You've lived the life of a street dog and grown up lean and strong, while
these kids are living the yappy dog life and growing up neurotic. (I intend
that as a compliment to you.) They're optomizing for nonexistent variables.
The article touches on this idea:

"Researchers found that pupils in schools which tackled the problems they
worried about, such as those with eco-clubs and recycling schemes to teach
children about environmental problems, were happier."

------
uuilly
Our parents got through the Cold War with "drop, tuck and roll," just fine.
Plenty of British kids got through WWII with air-raids every other day. The
more we treat children like fragile little eggs, the less able they will be to
carry the torch.

Who said that children shouldn't be anxious?

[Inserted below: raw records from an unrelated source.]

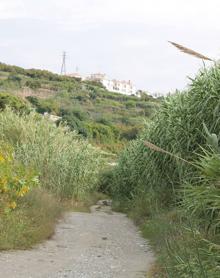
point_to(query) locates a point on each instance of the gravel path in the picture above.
(101, 244)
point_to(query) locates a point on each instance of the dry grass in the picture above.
(32, 222)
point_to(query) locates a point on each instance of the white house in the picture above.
(113, 85)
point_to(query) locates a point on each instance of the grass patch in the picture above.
(31, 223)
(84, 204)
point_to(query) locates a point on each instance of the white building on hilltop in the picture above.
(117, 86)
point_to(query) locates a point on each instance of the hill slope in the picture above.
(105, 118)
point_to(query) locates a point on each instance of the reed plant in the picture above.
(169, 170)
(67, 165)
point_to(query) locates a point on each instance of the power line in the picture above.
(63, 67)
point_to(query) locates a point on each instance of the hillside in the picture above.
(105, 118)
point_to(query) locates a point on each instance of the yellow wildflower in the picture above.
(23, 191)
(12, 205)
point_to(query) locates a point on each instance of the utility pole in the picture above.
(63, 67)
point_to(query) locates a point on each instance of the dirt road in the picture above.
(101, 244)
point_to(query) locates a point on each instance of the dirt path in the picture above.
(102, 244)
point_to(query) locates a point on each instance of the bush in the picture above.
(14, 102)
(163, 177)
(15, 179)
(67, 165)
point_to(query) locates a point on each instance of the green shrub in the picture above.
(14, 102)
(66, 164)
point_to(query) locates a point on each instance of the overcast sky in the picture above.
(126, 39)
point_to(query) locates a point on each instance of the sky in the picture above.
(126, 39)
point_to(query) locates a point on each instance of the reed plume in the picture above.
(190, 51)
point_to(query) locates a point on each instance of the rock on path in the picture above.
(101, 244)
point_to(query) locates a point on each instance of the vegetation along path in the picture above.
(100, 244)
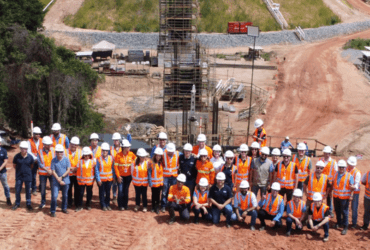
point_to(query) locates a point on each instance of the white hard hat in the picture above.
(105, 146)
(75, 140)
(116, 136)
(275, 186)
(352, 160)
(181, 178)
(244, 184)
(265, 150)
(317, 197)
(141, 152)
(220, 176)
(47, 140)
(276, 151)
(171, 147)
(244, 148)
(36, 130)
(188, 147)
(201, 137)
(59, 148)
(297, 193)
(94, 136)
(203, 182)
(258, 123)
(158, 151)
(23, 144)
(56, 126)
(162, 135)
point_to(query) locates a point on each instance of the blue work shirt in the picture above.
(3, 157)
(23, 170)
(60, 167)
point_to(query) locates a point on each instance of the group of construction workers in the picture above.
(199, 179)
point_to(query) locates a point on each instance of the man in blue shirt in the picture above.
(60, 166)
(3, 175)
(23, 164)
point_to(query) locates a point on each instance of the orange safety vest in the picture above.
(286, 175)
(171, 166)
(302, 167)
(275, 206)
(319, 215)
(315, 185)
(85, 175)
(106, 169)
(343, 191)
(140, 174)
(296, 211)
(46, 159)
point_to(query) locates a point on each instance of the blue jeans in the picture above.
(216, 214)
(18, 190)
(55, 190)
(252, 213)
(104, 193)
(167, 183)
(4, 182)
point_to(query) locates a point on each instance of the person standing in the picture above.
(60, 166)
(23, 164)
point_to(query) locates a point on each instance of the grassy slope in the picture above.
(143, 15)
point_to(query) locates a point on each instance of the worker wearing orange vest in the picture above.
(271, 207)
(85, 177)
(74, 155)
(155, 174)
(44, 161)
(303, 163)
(343, 186)
(319, 215)
(122, 168)
(260, 135)
(296, 210)
(245, 203)
(356, 174)
(287, 175)
(104, 176)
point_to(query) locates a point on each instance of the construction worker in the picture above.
(296, 210)
(60, 166)
(271, 207)
(23, 164)
(202, 145)
(57, 137)
(201, 203)
(356, 174)
(316, 182)
(139, 173)
(178, 199)
(3, 175)
(34, 146)
(85, 177)
(262, 171)
(170, 171)
(343, 185)
(260, 135)
(303, 163)
(155, 178)
(245, 203)
(122, 168)
(74, 154)
(287, 175)
(104, 175)
(44, 161)
(220, 197)
(319, 215)
(162, 138)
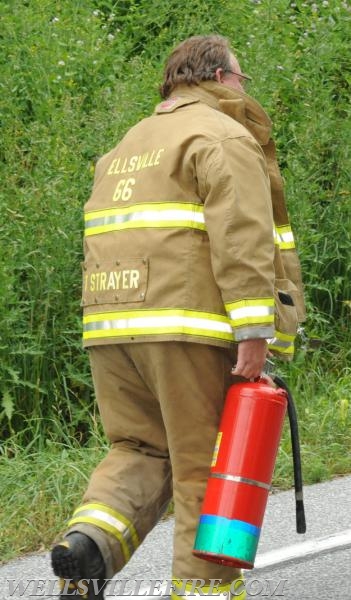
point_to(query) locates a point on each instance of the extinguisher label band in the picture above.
(239, 479)
(216, 448)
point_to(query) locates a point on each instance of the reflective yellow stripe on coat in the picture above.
(251, 312)
(111, 521)
(156, 322)
(165, 214)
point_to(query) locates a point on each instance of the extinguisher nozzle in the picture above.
(300, 517)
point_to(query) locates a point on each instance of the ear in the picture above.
(219, 75)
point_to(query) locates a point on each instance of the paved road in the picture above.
(323, 574)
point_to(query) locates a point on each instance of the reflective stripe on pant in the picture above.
(158, 401)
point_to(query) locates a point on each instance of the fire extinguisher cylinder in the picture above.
(241, 474)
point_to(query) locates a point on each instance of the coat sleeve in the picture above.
(235, 188)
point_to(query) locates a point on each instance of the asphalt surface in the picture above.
(314, 571)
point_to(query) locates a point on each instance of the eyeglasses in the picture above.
(243, 76)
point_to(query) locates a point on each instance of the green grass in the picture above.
(75, 77)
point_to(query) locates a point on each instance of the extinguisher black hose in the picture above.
(295, 444)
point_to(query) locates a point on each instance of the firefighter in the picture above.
(189, 268)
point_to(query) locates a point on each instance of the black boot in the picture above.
(78, 563)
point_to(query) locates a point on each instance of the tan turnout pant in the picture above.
(160, 405)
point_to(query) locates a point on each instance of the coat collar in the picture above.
(238, 105)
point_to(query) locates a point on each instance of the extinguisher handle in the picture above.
(295, 444)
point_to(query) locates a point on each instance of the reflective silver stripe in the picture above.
(164, 215)
(253, 331)
(238, 479)
(282, 342)
(167, 214)
(156, 322)
(248, 312)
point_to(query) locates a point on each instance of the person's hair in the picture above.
(194, 60)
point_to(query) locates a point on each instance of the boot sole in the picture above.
(66, 566)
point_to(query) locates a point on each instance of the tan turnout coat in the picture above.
(187, 235)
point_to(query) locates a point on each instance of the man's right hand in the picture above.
(251, 358)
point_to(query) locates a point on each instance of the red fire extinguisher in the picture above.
(241, 473)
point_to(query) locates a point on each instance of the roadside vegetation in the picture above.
(75, 76)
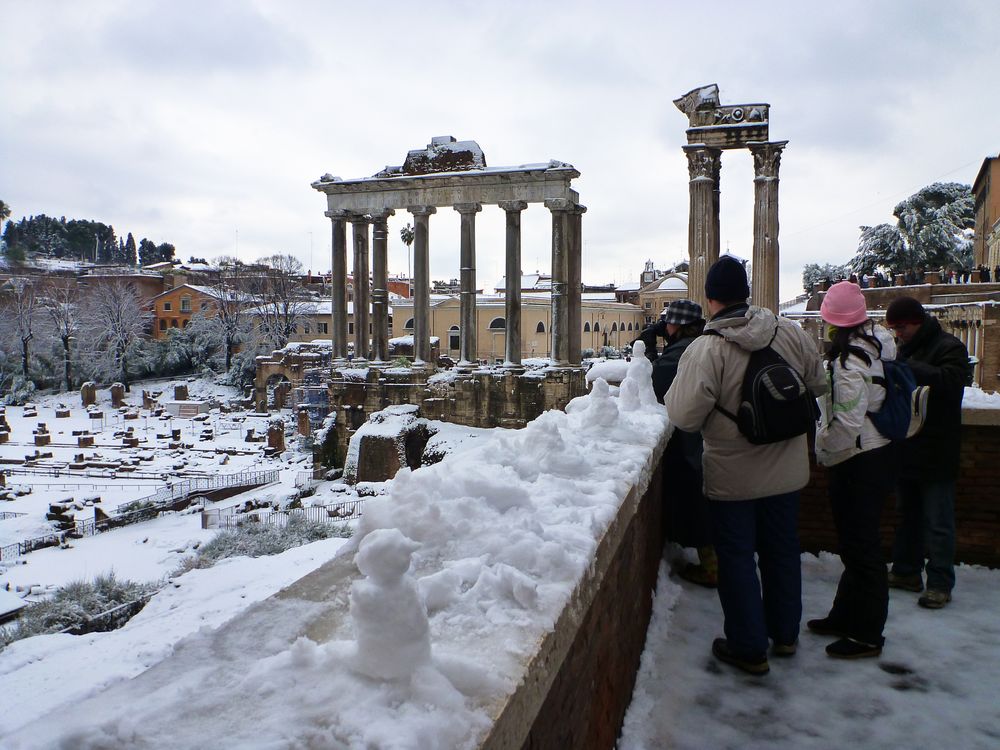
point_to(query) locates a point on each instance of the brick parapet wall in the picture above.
(977, 504)
(579, 684)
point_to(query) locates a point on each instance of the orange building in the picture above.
(175, 307)
(986, 190)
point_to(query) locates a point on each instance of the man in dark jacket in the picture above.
(685, 509)
(648, 336)
(925, 490)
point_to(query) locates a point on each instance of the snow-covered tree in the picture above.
(282, 300)
(119, 320)
(814, 273)
(61, 303)
(933, 230)
(20, 310)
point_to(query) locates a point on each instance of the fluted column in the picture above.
(704, 165)
(380, 288)
(766, 160)
(560, 208)
(362, 286)
(512, 280)
(421, 284)
(338, 285)
(468, 353)
(575, 282)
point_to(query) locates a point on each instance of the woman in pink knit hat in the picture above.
(860, 471)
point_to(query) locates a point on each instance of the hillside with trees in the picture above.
(44, 236)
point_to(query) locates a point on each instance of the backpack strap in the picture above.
(718, 407)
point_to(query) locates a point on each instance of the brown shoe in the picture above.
(907, 583)
(699, 575)
(934, 599)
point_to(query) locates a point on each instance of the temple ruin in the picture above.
(715, 127)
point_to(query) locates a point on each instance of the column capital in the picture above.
(559, 204)
(513, 205)
(766, 157)
(704, 163)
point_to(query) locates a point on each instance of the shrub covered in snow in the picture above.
(72, 604)
(258, 539)
(21, 392)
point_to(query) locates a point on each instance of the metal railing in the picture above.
(151, 507)
(318, 513)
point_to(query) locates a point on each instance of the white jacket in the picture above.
(711, 372)
(845, 429)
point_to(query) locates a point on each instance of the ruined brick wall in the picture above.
(977, 505)
(586, 704)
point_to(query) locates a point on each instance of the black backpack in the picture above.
(776, 403)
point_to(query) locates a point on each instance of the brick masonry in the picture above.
(977, 504)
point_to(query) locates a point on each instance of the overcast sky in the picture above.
(203, 123)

Was there ever a single moment in
world history where children had nothing to worry about? Fear of real danger
is as healthy a thing as I can think of.

------
yters
The backlash of it all will be even more apathy, which can be pretty
dangerous. "We're all going to die anyways." Hence, a vicious cycle.

------
DanielBMarkham
Am I the only one that finds irony in the fact that there's a newspaper
article trying to make parents feel anxious about how anxious their kids are?

Isn't this too much cow bell? I mean, what's next? A TV report about the
number of newspaper stories that try to make people worry about things?